A true criminal defense attorney does not have a toolkit limited only to certain types of defense, but a comprehensive set of tools from which to choose.
Conclusion
Another part of the contracts my clients sign states:
Certain decisions regarding the case are, by law, allocated to Client; however, decisions regarding pre-trial strategy, decisions regarding researching, writing, or filing of motions, and trial strategy are within the sole province of attorney.
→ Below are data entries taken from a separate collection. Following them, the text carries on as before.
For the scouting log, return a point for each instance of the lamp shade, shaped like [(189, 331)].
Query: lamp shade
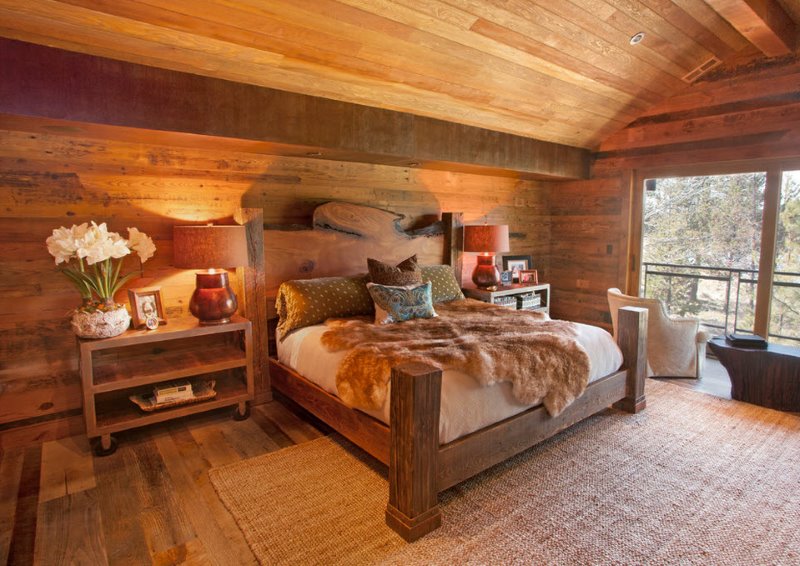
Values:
[(486, 238), (203, 247)]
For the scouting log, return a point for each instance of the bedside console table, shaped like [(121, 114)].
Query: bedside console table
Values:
[(512, 294), (131, 363)]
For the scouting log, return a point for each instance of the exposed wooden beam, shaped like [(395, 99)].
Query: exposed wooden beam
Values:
[(46, 83), (763, 22)]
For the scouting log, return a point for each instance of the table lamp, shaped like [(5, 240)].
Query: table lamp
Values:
[(486, 240), (210, 248)]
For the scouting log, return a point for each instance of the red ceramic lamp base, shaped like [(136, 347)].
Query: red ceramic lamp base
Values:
[(486, 274), (213, 300)]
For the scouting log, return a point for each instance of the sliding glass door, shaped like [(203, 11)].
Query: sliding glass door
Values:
[(785, 302), (702, 245), (724, 248)]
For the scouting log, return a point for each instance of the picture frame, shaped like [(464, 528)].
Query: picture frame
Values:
[(529, 276), (515, 263), (147, 308)]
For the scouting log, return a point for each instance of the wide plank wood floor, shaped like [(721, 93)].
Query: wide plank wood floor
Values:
[(151, 502)]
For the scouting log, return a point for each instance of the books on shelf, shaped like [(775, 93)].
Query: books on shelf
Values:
[(529, 301), (746, 341), (506, 301), (173, 391), (202, 390)]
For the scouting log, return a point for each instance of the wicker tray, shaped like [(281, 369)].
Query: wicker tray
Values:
[(203, 390)]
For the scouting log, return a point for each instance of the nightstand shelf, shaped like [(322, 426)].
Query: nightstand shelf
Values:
[(115, 368), (513, 291)]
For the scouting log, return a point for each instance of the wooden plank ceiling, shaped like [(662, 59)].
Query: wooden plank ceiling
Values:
[(555, 70)]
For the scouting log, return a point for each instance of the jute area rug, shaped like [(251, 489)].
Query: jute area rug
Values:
[(692, 479)]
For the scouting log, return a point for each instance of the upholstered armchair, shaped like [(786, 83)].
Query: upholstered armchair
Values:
[(676, 347)]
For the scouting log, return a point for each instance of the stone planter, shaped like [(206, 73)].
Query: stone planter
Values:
[(100, 323)]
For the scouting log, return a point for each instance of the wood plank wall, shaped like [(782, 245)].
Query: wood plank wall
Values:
[(50, 180), (588, 245), (744, 113)]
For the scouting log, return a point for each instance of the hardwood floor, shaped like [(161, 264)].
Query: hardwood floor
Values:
[(151, 502)]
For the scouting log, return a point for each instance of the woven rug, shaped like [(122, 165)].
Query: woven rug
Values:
[(692, 479)]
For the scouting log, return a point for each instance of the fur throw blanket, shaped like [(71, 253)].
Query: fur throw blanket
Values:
[(540, 357)]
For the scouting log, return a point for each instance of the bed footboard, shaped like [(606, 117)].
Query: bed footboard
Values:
[(419, 466), (413, 509), (632, 340)]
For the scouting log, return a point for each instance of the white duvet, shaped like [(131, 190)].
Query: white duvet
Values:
[(466, 405)]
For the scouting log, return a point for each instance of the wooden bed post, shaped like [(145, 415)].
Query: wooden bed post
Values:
[(632, 340), (454, 241), (413, 509)]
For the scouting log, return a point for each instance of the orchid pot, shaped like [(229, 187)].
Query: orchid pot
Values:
[(92, 259)]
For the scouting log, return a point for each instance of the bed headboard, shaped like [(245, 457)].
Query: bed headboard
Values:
[(343, 235)]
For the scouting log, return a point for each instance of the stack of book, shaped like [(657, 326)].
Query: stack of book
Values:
[(506, 301), (171, 392), (529, 301)]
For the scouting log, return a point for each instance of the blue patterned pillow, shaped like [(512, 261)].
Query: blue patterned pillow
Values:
[(396, 304)]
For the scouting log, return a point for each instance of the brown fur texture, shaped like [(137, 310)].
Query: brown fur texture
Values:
[(540, 357)]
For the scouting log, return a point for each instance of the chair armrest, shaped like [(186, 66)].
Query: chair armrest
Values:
[(703, 335)]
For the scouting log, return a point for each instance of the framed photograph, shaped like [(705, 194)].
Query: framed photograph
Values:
[(147, 310), (516, 263), (529, 276)]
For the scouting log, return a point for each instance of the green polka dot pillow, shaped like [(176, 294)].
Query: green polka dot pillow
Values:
[(304, 302), (444, 284)]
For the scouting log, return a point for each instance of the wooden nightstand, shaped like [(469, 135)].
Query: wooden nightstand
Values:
[(512, 294), (114, 368)]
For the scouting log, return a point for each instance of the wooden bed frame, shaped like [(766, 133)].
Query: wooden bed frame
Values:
[(419, 466)]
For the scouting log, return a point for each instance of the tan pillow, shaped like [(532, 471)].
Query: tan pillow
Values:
[(445, 287), (304, 302), (405, 273)]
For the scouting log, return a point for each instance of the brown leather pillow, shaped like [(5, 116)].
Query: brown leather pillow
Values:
[(405, 273)]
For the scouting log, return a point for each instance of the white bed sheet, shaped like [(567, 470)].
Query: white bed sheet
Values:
[(466, 405)]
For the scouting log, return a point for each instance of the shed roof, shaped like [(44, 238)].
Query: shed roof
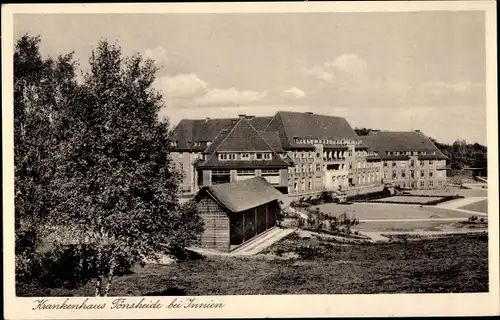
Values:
[(291, 125), (241, 195), (189, 131), (390, 141)]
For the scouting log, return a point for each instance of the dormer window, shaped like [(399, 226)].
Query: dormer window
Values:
[(227, 156)]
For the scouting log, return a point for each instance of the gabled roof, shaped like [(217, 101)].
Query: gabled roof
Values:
[(291, 125), (189, 131), (241, 195), (273, 139), (275, 163), (243, 137), (260, 123), (385, 141)]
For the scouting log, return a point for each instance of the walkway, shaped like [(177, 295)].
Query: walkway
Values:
[(458, 203), (252, 247), (260, 243)]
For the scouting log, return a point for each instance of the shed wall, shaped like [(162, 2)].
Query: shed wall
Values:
[(216, 234)]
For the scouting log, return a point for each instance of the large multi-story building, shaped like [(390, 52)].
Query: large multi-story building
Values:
[(302, 153), (408, 159)]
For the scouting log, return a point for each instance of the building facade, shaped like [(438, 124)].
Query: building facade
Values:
[(237, 212), (302, 153), (408, 159)]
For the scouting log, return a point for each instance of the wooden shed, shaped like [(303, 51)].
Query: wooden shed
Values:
[(235, 213)]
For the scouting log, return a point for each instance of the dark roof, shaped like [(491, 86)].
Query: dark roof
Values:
[(189, 131), (361, 147), (273, 139), (437, 156), (291, 125), (242, 195), (243, 137), (260, 123), (390, 141), (216, 142), (214, 163), (335, 147)]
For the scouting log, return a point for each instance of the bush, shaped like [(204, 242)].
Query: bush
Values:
[(309, 252)]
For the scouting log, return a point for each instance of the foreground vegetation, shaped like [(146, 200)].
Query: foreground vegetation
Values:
[(453, 264)]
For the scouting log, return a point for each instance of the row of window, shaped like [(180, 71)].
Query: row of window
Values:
[(243, 172), (245, 156), (410, 153), (412, 174), (412, 163), (326, 141)]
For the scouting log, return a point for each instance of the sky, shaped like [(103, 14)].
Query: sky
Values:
[(384, 70)]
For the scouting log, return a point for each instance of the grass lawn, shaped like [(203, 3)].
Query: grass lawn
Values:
[(450, 191), (453, 264), (422, 200), (375, 211), (403, 226), (481, 206)]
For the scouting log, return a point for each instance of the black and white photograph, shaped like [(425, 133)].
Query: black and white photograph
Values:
[(249, 153)]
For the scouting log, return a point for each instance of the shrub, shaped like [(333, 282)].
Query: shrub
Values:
[(309, 252)]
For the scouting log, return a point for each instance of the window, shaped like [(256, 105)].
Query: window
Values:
[(270, 172), (245, 172)]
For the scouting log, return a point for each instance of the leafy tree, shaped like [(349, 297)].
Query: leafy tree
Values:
[(42, 91), (117, 183), (93, 165)]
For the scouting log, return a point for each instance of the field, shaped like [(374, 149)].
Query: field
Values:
[(453, 264), (448, 191), (421, 200), (481, 206), (379, 211)]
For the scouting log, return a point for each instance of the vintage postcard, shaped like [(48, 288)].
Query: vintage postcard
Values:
[(215, 160)]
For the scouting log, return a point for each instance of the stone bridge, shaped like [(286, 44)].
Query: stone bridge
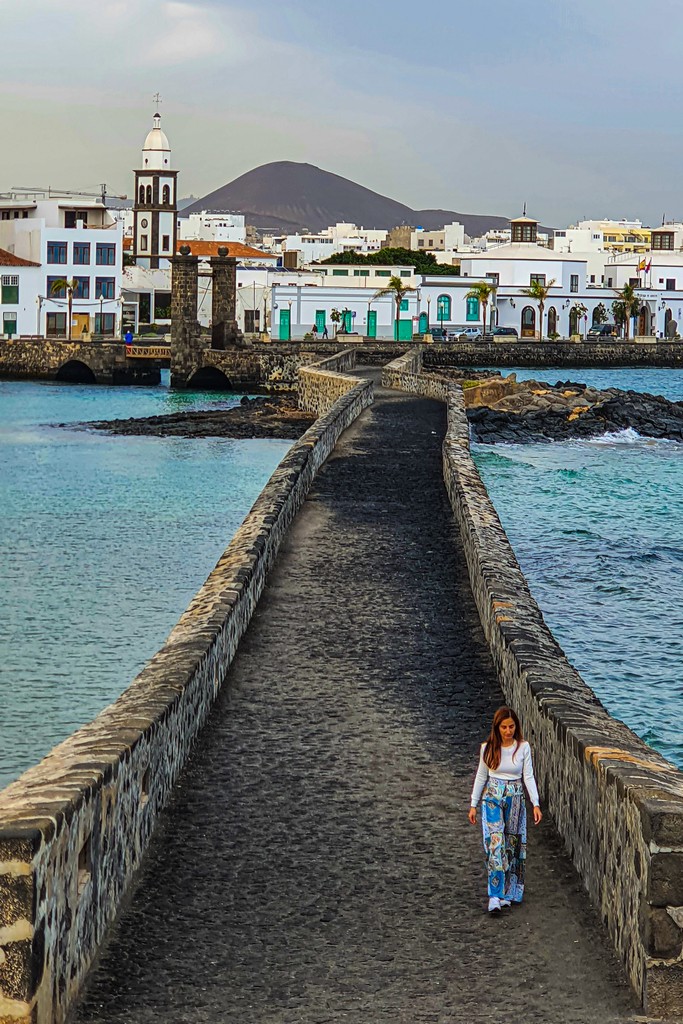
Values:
[(307, 855)]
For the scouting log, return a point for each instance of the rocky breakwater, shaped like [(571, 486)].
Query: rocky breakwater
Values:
[(266, 417), (501, 409)]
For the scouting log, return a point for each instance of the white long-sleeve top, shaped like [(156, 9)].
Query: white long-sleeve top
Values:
[(515, 764)]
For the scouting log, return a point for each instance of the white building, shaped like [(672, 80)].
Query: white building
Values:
[(155, 210), (451, 237), (210, 225), (74, 239), (20, 282), (342, 238), (296, 309)]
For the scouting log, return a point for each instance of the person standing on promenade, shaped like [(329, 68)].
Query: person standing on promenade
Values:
[(504, 760)]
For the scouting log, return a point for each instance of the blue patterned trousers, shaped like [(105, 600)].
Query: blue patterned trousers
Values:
[(504, 825)]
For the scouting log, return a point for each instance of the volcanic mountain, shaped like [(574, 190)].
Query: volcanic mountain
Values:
[(287, 198)]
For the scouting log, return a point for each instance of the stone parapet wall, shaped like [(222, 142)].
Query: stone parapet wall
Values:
[(42, 358), (617, 803), (581, 354), (324, 382), (74, 828)]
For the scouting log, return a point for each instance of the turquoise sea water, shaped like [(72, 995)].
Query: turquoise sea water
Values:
[(104, 540), (597, 527)]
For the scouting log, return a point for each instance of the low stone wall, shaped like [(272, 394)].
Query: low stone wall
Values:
[(43, 357), (617, 804), (74, 828), (324, 382), (603, 352)]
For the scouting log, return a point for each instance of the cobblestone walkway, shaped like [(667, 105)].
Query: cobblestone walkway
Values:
[(315, 864)]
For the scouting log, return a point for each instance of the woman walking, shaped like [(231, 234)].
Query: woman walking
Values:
[(504, 760)]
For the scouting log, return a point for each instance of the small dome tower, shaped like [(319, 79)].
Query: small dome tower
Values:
[(155, 220)]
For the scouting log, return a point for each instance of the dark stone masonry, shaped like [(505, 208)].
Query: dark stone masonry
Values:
[(315, 864)]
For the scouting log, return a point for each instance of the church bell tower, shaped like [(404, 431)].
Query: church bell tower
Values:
[(155, 212)]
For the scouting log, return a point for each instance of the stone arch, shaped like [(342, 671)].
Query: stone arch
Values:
[(210, 379), (75, 372)]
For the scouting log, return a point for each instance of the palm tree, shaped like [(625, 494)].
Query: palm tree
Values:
[(63, 285), (539, 292), (398, 290), (630, 303), (482, 291)]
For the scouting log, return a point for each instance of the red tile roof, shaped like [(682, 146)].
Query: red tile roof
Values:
[(9, 259), (206, 249), (201, 248)]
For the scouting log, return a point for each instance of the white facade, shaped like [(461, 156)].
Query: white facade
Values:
[(72, 241), (308, 306), (451, 237), (338, 239), (155, 209), (212, 226), (19, 286)]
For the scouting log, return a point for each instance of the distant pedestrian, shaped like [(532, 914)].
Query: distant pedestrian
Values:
[(504, 760)]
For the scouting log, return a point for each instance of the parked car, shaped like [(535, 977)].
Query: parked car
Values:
[(603, 331)]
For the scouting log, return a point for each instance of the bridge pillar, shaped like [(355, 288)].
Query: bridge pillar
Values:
[(185, 346), (224, 330)]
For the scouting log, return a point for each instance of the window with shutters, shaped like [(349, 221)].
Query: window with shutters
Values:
[(103, 288), (10, 289)]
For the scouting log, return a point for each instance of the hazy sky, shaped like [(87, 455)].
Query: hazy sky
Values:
[(572, 105)]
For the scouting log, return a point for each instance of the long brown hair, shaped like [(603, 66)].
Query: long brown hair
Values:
[(492, 752)]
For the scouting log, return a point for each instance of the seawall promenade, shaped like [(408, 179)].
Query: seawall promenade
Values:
[(315, 862)]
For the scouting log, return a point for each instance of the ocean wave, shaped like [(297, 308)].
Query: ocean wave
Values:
[(629, 436)]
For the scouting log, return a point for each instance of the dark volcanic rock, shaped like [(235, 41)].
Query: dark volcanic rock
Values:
[(650, 416), (267, 417)]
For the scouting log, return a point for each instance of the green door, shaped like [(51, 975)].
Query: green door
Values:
[(285, 325), (404, 331)]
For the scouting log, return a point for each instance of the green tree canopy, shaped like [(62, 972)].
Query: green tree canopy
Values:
[(423, 262)]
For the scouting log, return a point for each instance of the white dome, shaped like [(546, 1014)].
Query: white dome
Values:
[(157, 152)]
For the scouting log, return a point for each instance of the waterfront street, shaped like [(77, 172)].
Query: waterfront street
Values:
[(315, 863)]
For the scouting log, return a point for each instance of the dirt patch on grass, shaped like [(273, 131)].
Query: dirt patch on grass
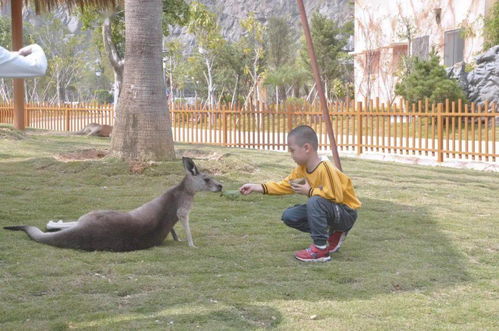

As I explain, clients have certain rights — the right to testify, go to trial, and other constitutional rights — and if the client chooses to go against my advice on those things, that’s his or her choice. I just have to accept, and adapt to, that choice, whether I like it, or not. (It might have a negative impact on the case, and I advise clients of this. But the choice is ultimately theirs.)
However, when it comes to strategic decisions — remember what I said above regarding identification of parties? — the attorney (me) makes those decisions. While I keep an open mind, and will explain, discuss, and sometimes even amend my strategic decisions with the client, the final decision on strategy is mine.
Why? Because as I tell the client: you hired me because I’m a trained, educated, experienced criminal defense lawyer.
I’m the one who knows what’s in the toolkit and when and how what is in there should be used.